One day Yrbadden will awaken from his slumber and the world will come to an end like a waking dream. Then again will he amuse himself with another world and another batch of gods until the sleep finds him once again. "
Virtues and afterlife
The heart of Corwynt are the Virtues: six most valued characteristics in creation. Upholding these universal ideas is part of the ancient pact between men and gods. The more the actions of a person reflect these Virtues, the greater is his and his lineage’s status in the afterlife, Tír na-Slinn. This means that your good actions can balance out the wickedness of your ancestors just as in the future your descendants can lessen your position in afterlife by straying from the path of good. The virtues are:
The gods of Corwynt consist of six different deities, all responding to one of the six Virtues. The creator Yrbadden is not a god per se and is not venerated in any way resembling worship. They are known by various names in different places and details of their personalities and deeds may have slight variations depending who is asked. Some say the gods of the Imperial Cults actually have the original names… a claim that is usually responded with fists and pitchforks.
- Iodocus – sun god.
- Morrigna – goddess of war
- Debranua – goddess of the sky
- Maponos – god of seas
- Teutanis – god of nature
- Nimue – goddess of mercy
The public face of Corwynt are the temples. The leaders of the faith, lectors, run the temples and are in charge of ceremonies, worship, maintenance and the distribution of funding. During the time of Risl mac Leirdnn the temple had enormous political power, endless riches and a sizeable private army but today the interests clergy are kept at purely spiritual matters, although the highest members surely live in luxury and have the ears of many rulers.

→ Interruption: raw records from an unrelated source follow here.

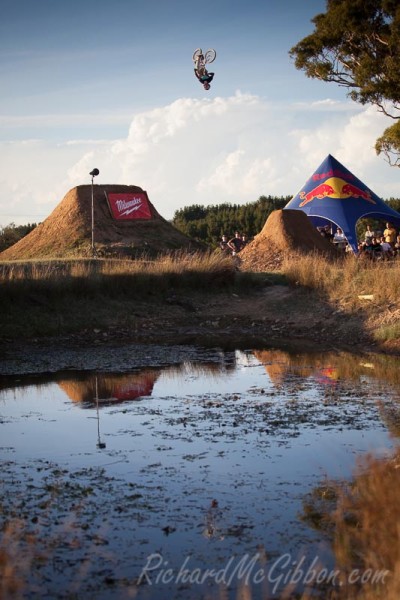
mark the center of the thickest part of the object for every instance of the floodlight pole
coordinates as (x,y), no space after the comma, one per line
(93,175)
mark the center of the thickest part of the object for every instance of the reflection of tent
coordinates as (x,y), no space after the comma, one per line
(334,195)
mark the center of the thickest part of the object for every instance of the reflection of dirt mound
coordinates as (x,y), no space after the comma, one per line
(285,232)
(109,387)
(279,365)
(67,231)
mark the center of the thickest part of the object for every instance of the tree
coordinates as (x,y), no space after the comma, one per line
(11,234)
(356,44)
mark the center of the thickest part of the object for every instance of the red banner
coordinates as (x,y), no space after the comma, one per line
(129,206)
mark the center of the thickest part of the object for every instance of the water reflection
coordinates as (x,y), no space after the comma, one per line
(202,459)
(328,368)
(108,388)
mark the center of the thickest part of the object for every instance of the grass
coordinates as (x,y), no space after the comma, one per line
(63,296)
(67,295)
(343,282)
(362,518)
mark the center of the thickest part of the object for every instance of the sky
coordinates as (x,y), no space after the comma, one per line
(109,84)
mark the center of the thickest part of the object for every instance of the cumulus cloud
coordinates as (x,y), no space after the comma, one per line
(201,151)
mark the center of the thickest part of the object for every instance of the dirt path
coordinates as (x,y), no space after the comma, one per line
(277,316)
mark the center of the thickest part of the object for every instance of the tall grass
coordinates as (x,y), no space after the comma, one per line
(62,296)
(113,277)
(364,528)
(345,280)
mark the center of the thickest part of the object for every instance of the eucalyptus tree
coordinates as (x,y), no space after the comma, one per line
(356,44)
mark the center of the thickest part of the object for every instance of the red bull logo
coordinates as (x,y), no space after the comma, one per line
(335,187)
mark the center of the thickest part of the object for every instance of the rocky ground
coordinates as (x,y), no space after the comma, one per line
(277,316)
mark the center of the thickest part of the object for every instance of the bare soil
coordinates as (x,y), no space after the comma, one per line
(277,316)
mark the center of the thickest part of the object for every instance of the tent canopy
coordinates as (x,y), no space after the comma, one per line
(334,195)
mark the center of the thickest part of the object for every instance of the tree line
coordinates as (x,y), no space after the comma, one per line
(11,234)
(208,223)
(203,223)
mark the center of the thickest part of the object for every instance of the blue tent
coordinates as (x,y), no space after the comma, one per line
(335,196)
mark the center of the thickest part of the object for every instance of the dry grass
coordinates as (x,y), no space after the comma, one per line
(366,532)
(58,297)
(342,282)
(113,276)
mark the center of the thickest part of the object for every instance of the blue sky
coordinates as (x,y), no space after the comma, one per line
(110,85)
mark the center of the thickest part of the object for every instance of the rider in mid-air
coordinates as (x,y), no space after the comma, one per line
(201,72)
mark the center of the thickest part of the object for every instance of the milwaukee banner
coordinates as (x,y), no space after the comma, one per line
(130,206)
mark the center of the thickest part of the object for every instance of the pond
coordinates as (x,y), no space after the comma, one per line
(185,475)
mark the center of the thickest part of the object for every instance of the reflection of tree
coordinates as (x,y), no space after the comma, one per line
(361,519)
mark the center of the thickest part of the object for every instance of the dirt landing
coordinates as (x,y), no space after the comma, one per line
(285,233)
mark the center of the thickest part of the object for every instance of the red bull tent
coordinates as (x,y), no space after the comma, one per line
(335,196)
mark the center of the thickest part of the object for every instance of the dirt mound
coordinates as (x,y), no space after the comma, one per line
(67,231)
(285,233)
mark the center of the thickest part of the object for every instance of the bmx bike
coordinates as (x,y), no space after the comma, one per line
(201,60)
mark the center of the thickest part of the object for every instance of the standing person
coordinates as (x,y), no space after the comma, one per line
(369,234)
(224,244)
(397,245)
(236,243)
(390,234)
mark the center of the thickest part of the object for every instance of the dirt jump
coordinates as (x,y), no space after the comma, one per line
(285,233)
(66,233)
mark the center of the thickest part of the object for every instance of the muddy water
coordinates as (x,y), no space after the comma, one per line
(186,480)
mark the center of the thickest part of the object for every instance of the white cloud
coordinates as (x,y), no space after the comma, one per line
(194,151)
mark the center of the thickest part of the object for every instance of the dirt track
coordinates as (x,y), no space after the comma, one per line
(277,316)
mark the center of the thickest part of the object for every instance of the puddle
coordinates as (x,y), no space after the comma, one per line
(184,480)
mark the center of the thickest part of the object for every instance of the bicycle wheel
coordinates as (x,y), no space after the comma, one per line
(197,53)
(210,56)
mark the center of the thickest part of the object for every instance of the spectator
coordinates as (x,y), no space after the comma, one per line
(339,239)
(369,234)
(224,244)
(397,245)
(387,250)
(390,234)
(236,243)
(376,249)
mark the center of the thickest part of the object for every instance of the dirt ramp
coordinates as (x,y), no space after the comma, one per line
(285,232)
(67,231)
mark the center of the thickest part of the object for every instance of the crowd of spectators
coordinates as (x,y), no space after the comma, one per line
(376,245)
(234,245)
(382,245)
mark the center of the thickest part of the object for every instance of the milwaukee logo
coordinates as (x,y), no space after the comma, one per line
(126,208)
(129,206)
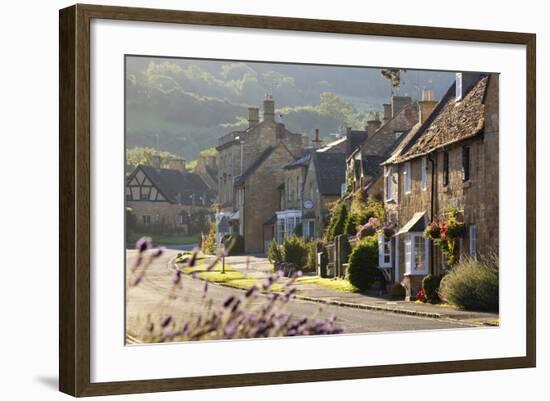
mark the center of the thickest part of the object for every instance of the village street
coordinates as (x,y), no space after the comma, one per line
(150,297)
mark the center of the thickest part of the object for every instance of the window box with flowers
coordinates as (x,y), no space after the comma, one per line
(445,233)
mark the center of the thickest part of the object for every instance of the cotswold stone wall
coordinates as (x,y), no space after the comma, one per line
(164,216)
(265,134)
(477,199)
(262,197)
(293,180)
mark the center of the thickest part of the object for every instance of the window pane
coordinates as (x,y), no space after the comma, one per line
(419,256)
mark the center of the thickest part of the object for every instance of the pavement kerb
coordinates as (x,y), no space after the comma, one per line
(377,308)
(339,303)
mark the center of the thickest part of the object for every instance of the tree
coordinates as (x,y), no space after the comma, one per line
(393,75)
(144,155)
(337,221)
(334,106)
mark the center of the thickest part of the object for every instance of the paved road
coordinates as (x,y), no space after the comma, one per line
(150,297)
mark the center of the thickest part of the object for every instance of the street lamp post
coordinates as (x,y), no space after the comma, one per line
(238,138)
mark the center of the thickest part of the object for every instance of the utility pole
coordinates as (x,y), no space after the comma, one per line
(238,138)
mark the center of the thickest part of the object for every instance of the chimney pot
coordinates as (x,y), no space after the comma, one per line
(253,116)
(399,103)
(317,140)
(177,164)
(373,126)
(269,109)
(155,161)
(426,106)
(387,112)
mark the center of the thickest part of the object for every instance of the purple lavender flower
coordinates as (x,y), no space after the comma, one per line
(228,301)
(166,321)
(143,244)
(176,279)
(193,260)
(251,291)
(159,251)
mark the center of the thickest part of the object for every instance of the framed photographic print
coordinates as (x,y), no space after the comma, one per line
(250,200)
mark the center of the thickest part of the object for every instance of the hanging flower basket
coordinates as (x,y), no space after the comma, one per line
(433,231)
(388,231)
(455,230)
(366,230)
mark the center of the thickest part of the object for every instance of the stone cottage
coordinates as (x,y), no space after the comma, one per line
(364,172)
(168,200)
(450,158)
(323,184)
(250,170)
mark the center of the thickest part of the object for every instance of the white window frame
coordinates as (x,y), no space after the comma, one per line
(389,184)
(410,267)
(473,240)
(424,173)
(407,174)
(458,87)
(382,241)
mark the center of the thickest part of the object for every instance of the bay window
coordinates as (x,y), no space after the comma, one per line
(416,254)
(407,174)
(424,172)
(384,251)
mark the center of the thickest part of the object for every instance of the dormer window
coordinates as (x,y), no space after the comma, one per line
(458,86)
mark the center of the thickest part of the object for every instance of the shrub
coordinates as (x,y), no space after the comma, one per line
(274,253)
(351,224)
(363,265)
(311,256)
(208,241)
(398,291)
(295,250)
(249,315)
(234,244)
(472,284)
(421,296)
(337,221)
(430,285)
(364,209)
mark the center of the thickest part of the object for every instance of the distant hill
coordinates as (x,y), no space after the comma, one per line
(186,105)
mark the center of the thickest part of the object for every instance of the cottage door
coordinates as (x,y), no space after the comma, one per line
(408,254)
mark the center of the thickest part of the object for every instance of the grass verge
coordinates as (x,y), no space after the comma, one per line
(231,277)
(337,284)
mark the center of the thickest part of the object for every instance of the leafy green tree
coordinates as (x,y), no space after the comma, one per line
(393,75)
(363,264)
(337,221)
(144,155)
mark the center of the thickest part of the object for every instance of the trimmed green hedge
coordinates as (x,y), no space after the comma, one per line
(472,284)
(363,264)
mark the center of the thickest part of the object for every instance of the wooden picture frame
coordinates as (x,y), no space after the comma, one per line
(74,203)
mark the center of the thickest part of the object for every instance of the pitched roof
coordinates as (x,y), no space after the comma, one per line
(331,146)
(330,169)
(176,186)
(450,122)
(372,169)
(240,179)
(302,161)
(384,140)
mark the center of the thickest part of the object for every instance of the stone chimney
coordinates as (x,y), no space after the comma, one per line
(212,161)
(387,112)
(426,105)
(269,108)
(398,103)
(373,126)
(177,164)
(155,161)
(464,82)
(317,140)
(253,116)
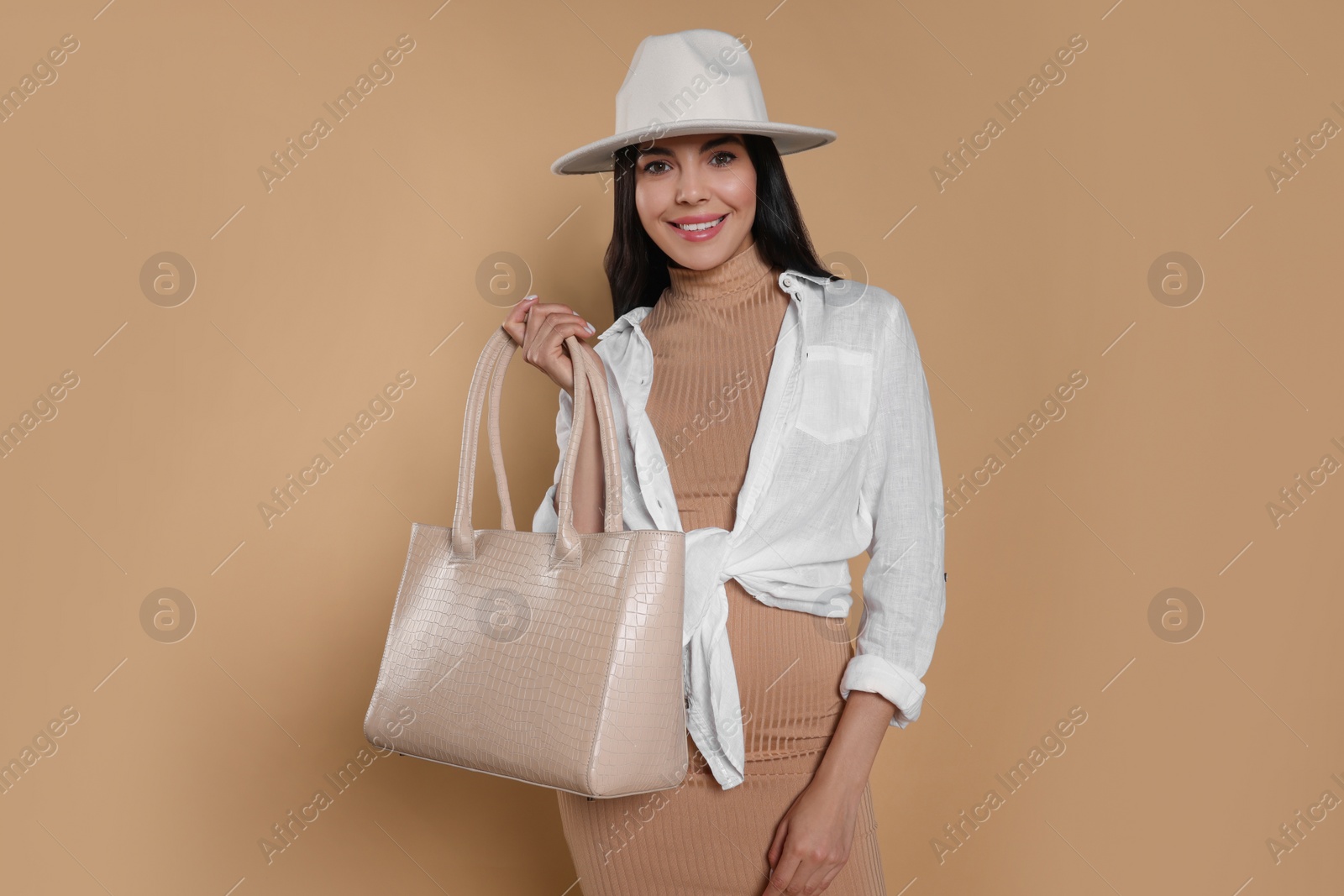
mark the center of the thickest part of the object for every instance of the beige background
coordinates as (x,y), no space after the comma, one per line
(362,262)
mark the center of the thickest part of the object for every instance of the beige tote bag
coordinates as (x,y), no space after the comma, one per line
(548,658)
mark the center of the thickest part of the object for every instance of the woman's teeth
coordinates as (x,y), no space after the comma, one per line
(702,226)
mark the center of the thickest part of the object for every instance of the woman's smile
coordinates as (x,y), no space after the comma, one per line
(699,228)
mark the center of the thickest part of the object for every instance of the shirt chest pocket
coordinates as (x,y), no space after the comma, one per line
(837,392)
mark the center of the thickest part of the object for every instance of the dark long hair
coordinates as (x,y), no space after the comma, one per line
(638,269)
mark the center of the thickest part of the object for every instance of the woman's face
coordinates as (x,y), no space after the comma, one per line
(691,181)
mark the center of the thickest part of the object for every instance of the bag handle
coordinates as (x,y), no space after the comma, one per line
(491,365)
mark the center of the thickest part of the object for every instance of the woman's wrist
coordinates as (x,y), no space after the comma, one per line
(855,743)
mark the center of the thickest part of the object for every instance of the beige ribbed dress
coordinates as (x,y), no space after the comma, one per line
(712,335)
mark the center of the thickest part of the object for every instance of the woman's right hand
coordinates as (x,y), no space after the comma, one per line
(541,329)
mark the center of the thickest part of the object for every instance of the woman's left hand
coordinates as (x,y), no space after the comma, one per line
(812,842)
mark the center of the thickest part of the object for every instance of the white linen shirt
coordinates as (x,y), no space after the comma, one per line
(843,459)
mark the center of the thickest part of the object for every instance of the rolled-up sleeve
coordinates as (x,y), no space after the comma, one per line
(904,587)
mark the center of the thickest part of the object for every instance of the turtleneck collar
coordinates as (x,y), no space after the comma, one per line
(734,275)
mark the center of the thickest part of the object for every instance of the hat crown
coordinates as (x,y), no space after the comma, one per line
(689,76)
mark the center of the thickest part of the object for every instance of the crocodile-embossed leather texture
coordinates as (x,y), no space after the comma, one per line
(550,658)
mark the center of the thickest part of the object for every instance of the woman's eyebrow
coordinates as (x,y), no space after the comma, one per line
(710,144)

The monasteries are the quieter, more humble centers of learning and contemplation. They are the only form of schools besides private teachers and are dedicated to preserving knowledge of all forms, acting more or less as libraries. To raise their funds they maintain breweries and hire out monks versed in the law, acting out as judges and lawyers for hire. Clerics and paladins are initially trained in monasteries by experiences warrior monks called the shield brothers.
Ranks from highest to lowest:
- Arch Lector (the single leader of the temples)
- Lector (one for each province)
- Templehead (leader of a single temple, the equivalent in a monastery is called “First Brother”)
- Shield Brother (warrior monks, few in number.)
While clerics and paladins are not a part of the hiararchy they are considered equal to a Brother after they have been released from their training. Many have later achieved high ranks.
Appearance of the clergy
Clergymen involved in the temples generally dress in simple white robes with maybe brown or green threads sown in as decoratives. Templeheads and Lectors can sometimes wear more elaborate colours such as yellow, purple or even gold depending how wealthy they are. Monks always wear simple and brown robes which are made to last long use. Monks acting as judges wear grey robes as a symbol of neutral and fair trial. Priests usually let their hair grow long while most monks are shaved. Clerics are too few to have any dressing etiquettes.